Я первый раз была в доме у мужчины. Сердце вырывалось из груди от возбуждения и какого-то даже страха, но волнующее любопытство, интерес к Илье пересиливали этот страх. К тому же — сама напросилась!

Комната была опрятная и, видимо, уютная. В центре комнаты под лампочкой с маленьким красивым самодельным абажурчиком из ватманской бумаги стоял небольшой круглый дубовый обеденный стол на резных ножках в виде грифонов. В углу стоял тоже дубовый двухтумбовый письменный стол, на котором стояла элегантная зеленая настольная лампа, ножка которой представляла собой античную женскую обнаженную фигурку. Рядом с письменным столом стоял всего один легкий венский стул. На столе под лампой лежала стопка бумаги, как мне показалось, какие-то карандашные наброски. Справа от входной двери, вдоль стены стояла кровать с полукруглыми никелированными спинками. По другой стенке стоял красивый платяной шкаф с резными дверцами. Видно было, что Илья хоть и очень скромно живет, но комнатка его обставлена со вкусом.

Илья, извинившись за неудобство, посадил меня на кровать, а сам пошел к письменному столу. Оказывается я не ошиблась — на письменном столе действительно лежали рисунки. Он принес мне целую охапку и выложил все это мне на колени. Рисунки почти все изображали обнаженных женщин, часть из них позировала, как мне показалось, на той самой кровати, на которой я сейчас сидела, часть — сидела верхом на венском стуле, обняв руками его спинку. Были и рисунки, изображавшие обнаженных женщин в парке под деревом на разостланном ковре, или женщин, выходящих из реки… Во мне невольно пробудилась острая женская ревность, сердце сжалось от боли и обиды: значит, не зря судачат бабы в отделе об Илье?

У меня, помимо моей воли, вырвался вопрос:

— И ты вот всех их раздевал и рисовал? А потом они были твоими любовницами?..

Он улыбнулся, встал отошел к письменному столу, развернул стул, достал лист бумаги и карандаш, и севши лицом ко мне, сказал мне: "Давай я и тебя нарисую!"

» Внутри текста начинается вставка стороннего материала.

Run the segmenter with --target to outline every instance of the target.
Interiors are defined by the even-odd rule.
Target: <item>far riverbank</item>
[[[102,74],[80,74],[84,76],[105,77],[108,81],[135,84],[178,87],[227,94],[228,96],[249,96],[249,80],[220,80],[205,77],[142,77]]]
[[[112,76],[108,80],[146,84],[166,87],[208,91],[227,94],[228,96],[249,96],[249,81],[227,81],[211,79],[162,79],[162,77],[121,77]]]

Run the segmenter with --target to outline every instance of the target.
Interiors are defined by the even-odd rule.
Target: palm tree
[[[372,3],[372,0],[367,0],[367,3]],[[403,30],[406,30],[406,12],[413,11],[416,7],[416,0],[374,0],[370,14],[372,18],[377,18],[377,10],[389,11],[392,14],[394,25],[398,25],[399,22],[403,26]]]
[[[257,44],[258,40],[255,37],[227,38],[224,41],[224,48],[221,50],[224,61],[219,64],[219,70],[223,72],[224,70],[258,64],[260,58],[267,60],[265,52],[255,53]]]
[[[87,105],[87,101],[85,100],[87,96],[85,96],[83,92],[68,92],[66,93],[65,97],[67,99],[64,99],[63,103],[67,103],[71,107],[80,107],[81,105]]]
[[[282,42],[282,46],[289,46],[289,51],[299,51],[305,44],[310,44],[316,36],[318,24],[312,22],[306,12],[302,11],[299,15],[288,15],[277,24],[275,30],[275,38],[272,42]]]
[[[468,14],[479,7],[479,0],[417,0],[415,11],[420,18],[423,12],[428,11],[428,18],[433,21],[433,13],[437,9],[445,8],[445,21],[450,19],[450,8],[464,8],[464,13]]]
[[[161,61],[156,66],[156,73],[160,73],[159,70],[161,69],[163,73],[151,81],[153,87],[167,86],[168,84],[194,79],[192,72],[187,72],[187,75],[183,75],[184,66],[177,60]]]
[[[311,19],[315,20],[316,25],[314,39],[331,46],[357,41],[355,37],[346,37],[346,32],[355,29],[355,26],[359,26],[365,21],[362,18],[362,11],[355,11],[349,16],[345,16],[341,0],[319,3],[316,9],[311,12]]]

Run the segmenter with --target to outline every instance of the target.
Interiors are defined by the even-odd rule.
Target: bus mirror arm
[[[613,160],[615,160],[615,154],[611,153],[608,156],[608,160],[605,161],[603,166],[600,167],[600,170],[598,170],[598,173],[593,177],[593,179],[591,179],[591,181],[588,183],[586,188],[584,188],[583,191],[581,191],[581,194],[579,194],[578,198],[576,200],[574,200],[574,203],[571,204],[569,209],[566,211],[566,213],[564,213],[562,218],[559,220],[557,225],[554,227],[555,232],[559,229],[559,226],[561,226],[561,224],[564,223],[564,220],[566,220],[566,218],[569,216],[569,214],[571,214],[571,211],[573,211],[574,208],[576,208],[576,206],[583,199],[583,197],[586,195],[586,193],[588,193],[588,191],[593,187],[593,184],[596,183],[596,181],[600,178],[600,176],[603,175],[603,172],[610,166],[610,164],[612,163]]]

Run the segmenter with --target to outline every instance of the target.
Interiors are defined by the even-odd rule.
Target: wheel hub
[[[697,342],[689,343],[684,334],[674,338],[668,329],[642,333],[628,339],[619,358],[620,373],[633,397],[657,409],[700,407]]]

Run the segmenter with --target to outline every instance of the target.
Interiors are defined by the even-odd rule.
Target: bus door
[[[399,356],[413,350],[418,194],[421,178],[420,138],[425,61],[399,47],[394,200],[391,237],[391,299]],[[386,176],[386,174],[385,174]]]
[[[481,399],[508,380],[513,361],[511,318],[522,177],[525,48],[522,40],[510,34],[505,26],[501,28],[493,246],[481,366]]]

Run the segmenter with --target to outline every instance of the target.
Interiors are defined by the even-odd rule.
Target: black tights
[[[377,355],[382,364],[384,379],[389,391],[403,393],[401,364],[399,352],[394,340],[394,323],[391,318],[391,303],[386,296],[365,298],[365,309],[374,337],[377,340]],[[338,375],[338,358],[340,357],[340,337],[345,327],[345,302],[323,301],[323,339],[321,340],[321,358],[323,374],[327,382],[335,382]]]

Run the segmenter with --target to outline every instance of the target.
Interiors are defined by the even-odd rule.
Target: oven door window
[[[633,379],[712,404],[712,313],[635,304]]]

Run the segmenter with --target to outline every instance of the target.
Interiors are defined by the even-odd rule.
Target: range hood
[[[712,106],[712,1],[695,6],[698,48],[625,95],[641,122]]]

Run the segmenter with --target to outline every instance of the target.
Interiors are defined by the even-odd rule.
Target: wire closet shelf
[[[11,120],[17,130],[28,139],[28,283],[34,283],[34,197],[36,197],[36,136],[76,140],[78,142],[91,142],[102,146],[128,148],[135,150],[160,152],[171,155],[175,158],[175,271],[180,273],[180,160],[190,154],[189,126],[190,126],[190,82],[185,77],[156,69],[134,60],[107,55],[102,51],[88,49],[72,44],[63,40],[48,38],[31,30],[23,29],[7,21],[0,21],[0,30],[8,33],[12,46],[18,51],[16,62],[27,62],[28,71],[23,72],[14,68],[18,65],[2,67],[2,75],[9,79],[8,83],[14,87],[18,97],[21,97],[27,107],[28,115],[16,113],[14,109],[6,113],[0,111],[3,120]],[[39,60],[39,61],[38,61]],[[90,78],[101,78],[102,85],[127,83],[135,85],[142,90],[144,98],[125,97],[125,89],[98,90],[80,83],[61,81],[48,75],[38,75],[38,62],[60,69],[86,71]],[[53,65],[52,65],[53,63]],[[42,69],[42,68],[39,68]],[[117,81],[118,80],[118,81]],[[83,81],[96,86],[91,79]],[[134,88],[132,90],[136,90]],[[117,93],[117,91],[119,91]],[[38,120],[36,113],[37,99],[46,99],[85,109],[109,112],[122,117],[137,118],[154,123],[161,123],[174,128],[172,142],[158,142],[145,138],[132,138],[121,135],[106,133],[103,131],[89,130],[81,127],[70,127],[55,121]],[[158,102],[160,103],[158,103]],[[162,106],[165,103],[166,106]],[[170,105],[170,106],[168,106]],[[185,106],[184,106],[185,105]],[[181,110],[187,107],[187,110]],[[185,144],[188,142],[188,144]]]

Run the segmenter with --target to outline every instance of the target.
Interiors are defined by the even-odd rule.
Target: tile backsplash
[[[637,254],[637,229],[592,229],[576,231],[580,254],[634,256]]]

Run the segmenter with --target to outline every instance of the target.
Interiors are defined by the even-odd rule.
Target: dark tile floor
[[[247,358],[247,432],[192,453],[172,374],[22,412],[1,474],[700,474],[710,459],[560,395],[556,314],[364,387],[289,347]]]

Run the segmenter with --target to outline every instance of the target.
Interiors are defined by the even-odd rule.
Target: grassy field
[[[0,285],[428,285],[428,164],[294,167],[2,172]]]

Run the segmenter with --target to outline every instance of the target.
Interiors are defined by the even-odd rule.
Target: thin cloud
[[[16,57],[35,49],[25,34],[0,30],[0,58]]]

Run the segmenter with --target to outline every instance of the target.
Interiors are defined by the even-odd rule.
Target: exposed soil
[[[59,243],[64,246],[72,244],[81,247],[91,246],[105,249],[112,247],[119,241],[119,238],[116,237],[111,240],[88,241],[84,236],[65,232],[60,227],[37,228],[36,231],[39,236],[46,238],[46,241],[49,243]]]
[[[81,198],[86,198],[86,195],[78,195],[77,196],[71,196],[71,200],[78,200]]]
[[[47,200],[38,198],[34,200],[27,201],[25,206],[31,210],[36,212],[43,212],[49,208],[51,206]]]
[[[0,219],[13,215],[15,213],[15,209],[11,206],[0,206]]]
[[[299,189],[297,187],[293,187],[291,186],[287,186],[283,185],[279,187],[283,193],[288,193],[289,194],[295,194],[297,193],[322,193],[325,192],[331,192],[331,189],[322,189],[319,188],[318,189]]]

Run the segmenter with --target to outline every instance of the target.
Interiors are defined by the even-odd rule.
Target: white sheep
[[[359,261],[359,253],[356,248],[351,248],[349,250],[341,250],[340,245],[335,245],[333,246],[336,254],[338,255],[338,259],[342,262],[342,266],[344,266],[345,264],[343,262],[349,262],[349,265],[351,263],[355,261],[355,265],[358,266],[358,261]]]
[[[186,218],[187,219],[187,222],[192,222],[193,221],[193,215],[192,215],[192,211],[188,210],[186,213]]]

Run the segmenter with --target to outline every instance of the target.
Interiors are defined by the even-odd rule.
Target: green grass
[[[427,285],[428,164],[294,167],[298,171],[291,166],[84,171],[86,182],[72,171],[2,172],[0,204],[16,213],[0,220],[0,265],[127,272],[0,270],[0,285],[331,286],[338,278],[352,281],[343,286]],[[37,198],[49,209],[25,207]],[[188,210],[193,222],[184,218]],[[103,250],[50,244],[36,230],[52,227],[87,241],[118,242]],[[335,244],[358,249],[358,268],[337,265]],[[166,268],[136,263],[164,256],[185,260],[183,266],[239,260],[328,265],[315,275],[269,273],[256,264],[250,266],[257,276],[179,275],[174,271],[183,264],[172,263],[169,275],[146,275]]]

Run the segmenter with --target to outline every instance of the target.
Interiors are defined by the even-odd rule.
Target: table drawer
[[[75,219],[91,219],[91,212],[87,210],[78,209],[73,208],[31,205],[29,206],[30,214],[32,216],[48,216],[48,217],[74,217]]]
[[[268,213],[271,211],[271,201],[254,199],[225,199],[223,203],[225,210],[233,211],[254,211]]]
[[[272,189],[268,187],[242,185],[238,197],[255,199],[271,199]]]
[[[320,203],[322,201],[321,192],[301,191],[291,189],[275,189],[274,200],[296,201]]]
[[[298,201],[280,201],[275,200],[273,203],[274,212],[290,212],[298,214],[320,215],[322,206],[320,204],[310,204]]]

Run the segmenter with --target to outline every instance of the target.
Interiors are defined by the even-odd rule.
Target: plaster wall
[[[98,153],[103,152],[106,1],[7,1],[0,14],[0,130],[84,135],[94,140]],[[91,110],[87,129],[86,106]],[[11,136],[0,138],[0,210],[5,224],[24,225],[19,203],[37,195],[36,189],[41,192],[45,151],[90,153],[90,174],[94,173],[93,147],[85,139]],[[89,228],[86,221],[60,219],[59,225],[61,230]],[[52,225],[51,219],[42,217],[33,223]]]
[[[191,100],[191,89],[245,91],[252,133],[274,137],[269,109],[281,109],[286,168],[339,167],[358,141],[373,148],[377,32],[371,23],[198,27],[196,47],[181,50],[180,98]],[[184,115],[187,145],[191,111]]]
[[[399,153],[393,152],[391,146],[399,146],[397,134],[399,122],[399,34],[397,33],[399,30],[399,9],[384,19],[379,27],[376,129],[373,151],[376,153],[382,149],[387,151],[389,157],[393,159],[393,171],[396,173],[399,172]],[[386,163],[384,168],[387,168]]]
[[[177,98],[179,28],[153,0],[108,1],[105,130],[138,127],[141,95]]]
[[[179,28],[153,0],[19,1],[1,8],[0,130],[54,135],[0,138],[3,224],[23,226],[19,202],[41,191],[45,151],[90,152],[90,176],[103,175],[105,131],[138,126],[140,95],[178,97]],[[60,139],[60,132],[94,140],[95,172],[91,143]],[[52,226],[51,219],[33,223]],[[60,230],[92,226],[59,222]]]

Во мне бурлило негодование. Я мечтала о нем, я не верила всей той грязи, которой его поливали в отделе женщины, а он… а он…

— Я не буду раздеваться! Я не такая, как те твои шлюхи!

— Выпалила я.

— А не надо раздеваться, Катя! Ты выбери удобную для себя позу и посиди немножко неподвижно. Мне больше ничего не надо. Например, подбери ноги под себя и обопрись одной рукой о кровать.

Я успокоилась, мне даже стало неудобно, что я ему наговорила. Я, сбросив туфли, забралась с ногами на кровать и села, как попросил Илья. Он начал быстро рисовать, мельком взглядывая на меня, а в основном углубившись в свой рисунок. Минут через десять он протянул мне свой рисунок. Я обомлела… На кровати, правда, украшенной каким-то балдахином, сидела я — совершенно нагая! Меня буквально пронзило то, что моя грудь, именно моя грудь была изображена на рисунке! Я хорошо знаю свое тело, я люблю покрасоваться перед зеркалом. И я знаю, что женские груди все очень разные, это только под лифчиком все они кажутся одинаковыми безликими полусферами. А на рисунке Ильи я увидела именно себя! Я из-за этого прямо обомлела: как это он мог все так точно угадать через мою одежду?